Open jeff-hernandez opened 3 years ago
@jeff-hernandez What would the code example of this look like?
import pandas as pd
import woodwork as ww
df = pd.read_csv("https://api.featurelabs.com/datasets/online-retail-logs-2018-08-28.csv")
# dataframe gets auto-initialized without calling `init`?
Entering the accessor for the first time would initialize Woodwork automatically instead of raising an error.
import pandas as pd
import woodwork as ww
df = pd.read_csv("https://api.featurelabs.com/datasets/online-retail-logs-2018-08-28.csv") # not initialized
df.ww # auto-initialized
Physical Type Logical Type Semantic Tag(s)
Column
order_id category Categorical ['category']
product_id category Categorical ['category']
description category Categorical ['category']
quantity int64 Integer ['numeric']
order_date datetime64[ns] Datetime []
unit_price float64 Double ['numeric']
customer_name category Categorical ['category']
country category Categorical ['category']
total float64 Double ['numeric']
cancelled bool Boolean []
In contrast to the current behavior, entering the accessor raises an error.
import pandas as pd
import woodwork as ww
df = pd.read_csv("https://api.featurelabs.com/datasets/online-retail-logs-2018-08-28.csv")
df.ww
WoodworkNotInitError: Woodwork not initialized for this DataFrame.

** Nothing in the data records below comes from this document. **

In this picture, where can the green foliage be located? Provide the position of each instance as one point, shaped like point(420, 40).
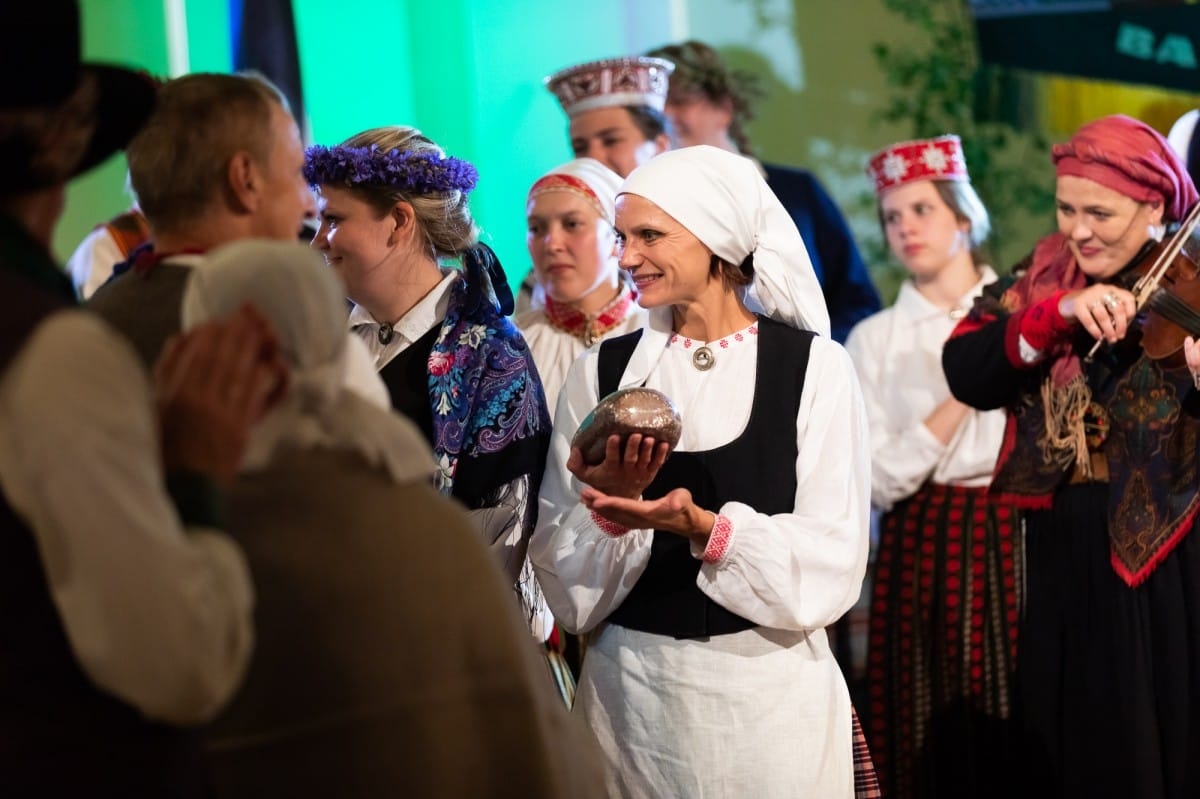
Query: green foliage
point(939, 86)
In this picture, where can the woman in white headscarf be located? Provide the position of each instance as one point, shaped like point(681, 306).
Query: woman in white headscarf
point(359, 570)
point(573, 245)
point(707, 578)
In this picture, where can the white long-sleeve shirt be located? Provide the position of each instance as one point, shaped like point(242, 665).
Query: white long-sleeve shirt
point(898, 353)
point(157, 616)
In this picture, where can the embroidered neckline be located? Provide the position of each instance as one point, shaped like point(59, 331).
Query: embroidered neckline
point(589, 328)
point(702, 355)
point(678, 340)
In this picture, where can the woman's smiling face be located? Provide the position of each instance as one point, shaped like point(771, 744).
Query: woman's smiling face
point(667, 263)
point(1104, 228)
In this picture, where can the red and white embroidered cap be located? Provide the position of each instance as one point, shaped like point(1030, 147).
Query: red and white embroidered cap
point(633, 80)
point(905, 162)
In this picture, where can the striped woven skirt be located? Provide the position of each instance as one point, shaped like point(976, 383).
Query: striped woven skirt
point(942, 646)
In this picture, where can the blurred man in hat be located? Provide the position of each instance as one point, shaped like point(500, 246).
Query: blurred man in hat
point(123, 611)
point(238, 178)
point(711, 103)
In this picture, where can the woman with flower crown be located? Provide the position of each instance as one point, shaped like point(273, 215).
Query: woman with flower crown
point(942, 642)
point(574, 251)
point(394, 217)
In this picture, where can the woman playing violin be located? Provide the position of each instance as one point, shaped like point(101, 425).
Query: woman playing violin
point(1102, 455)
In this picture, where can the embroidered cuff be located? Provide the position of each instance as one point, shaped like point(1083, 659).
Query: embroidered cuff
point(1026, 352)
point(718, 540)
point(609, 528)
point(1041, 325)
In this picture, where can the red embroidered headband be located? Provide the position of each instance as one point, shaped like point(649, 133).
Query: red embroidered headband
point(939, 158)
point(559, 182)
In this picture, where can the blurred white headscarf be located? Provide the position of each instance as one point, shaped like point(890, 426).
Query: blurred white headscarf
point(723, 199)
point(333, 402)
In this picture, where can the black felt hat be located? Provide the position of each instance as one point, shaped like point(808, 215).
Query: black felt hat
point(60, 116)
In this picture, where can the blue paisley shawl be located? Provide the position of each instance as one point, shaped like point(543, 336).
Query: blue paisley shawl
point(491, 424)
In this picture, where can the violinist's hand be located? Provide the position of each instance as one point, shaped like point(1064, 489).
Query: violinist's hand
point(1192, 353)
point(675, 512)
point(1104, 311)
point(622, 474)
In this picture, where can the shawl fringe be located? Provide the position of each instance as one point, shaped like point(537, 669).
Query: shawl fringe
point(1066, 437)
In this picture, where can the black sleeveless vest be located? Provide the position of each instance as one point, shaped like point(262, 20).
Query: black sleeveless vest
point(407, 378)
point(59, 734)
point(756, 468)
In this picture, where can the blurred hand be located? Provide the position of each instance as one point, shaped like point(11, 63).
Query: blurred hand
point(622, 473)
point(214, 383)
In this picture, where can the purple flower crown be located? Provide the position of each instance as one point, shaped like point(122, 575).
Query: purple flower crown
point(415, 172)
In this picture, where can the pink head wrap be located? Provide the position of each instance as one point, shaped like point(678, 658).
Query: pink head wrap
point(1131, 157)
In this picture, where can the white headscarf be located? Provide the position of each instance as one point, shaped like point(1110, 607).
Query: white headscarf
point(329, 404)
point(1180, 137)
point(723, 199)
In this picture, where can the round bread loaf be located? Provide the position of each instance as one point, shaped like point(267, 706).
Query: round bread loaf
point(623, 413)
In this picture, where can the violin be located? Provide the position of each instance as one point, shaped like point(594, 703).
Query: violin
point(1167, 288)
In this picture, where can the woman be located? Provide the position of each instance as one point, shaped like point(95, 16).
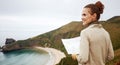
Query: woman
point(95, 44)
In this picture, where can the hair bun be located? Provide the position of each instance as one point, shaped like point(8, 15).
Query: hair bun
point(100, 6)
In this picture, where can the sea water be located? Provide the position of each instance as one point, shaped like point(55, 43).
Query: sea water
point(24, 57)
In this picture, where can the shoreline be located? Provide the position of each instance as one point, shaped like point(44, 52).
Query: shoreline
point(55, 55)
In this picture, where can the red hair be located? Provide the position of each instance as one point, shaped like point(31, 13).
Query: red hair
point(96, 8)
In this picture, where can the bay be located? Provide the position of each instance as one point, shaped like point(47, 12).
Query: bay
point(24, 57)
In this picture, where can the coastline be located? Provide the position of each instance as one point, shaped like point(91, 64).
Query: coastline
point(55, 55)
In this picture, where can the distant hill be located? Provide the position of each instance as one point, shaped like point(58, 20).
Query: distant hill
point(53, 38)
point(73, 29)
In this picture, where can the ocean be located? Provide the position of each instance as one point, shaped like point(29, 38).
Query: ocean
point(24, 57)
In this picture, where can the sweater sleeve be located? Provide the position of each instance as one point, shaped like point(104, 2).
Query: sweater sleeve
point(84, 48)
point(110, 50)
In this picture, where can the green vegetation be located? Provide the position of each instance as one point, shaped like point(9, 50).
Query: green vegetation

Initialize by calling DataFrame.ww.init
As a user, I think it would be helpful to auto-initialize Woodwork when using the accessor. DataFrames contain enough information to create an initial schema based on the data types. There are several methods to update the schema after initializing.

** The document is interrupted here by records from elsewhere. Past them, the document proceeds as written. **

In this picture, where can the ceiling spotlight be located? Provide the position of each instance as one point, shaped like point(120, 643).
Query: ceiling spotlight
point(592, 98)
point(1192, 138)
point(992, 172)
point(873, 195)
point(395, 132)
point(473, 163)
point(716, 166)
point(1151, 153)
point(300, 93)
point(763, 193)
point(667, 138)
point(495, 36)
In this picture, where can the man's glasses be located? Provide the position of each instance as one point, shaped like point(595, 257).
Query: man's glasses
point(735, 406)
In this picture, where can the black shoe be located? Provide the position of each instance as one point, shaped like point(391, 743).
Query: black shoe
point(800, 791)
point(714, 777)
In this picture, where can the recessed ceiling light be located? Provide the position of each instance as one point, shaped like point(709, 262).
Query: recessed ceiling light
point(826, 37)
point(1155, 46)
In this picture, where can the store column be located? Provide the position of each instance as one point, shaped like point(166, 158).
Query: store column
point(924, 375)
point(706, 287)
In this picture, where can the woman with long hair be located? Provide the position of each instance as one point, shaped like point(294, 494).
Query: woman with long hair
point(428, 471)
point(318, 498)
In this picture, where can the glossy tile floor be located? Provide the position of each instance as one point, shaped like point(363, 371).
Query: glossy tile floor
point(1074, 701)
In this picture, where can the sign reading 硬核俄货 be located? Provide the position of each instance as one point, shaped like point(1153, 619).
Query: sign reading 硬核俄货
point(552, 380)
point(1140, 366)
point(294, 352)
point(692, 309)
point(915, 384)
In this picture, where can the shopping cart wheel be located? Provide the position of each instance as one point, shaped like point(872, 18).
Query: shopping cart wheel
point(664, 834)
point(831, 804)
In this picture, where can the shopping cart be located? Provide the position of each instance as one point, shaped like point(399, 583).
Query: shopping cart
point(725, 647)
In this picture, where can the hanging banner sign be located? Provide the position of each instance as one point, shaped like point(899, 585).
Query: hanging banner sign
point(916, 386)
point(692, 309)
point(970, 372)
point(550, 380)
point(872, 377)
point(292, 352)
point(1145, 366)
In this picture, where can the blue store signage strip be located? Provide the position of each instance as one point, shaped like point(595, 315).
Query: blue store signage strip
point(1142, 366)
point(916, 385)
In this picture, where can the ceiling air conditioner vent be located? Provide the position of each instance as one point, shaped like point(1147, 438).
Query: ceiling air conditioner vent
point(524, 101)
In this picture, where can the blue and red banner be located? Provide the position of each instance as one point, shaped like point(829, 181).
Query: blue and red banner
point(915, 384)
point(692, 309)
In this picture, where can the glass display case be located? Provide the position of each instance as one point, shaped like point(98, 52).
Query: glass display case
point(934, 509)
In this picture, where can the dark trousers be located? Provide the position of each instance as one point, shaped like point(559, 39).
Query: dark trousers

Additionally, I think this behavior is similar to pandas behavior which does not require data type information to initialize a DataFrame -- you can modify the data types afterward. One possible drawback is losing the option to provide typing information before initializing, but it might be more of a pain point to make this initialization a requirement for the user.
As a developer, I think it would help simplify the code since it wouldn't require adding an initialization check to most (if not all?) of the methods in the Woodwork accessor. There may be some points I've overlooked here, but I think this is something worth considering.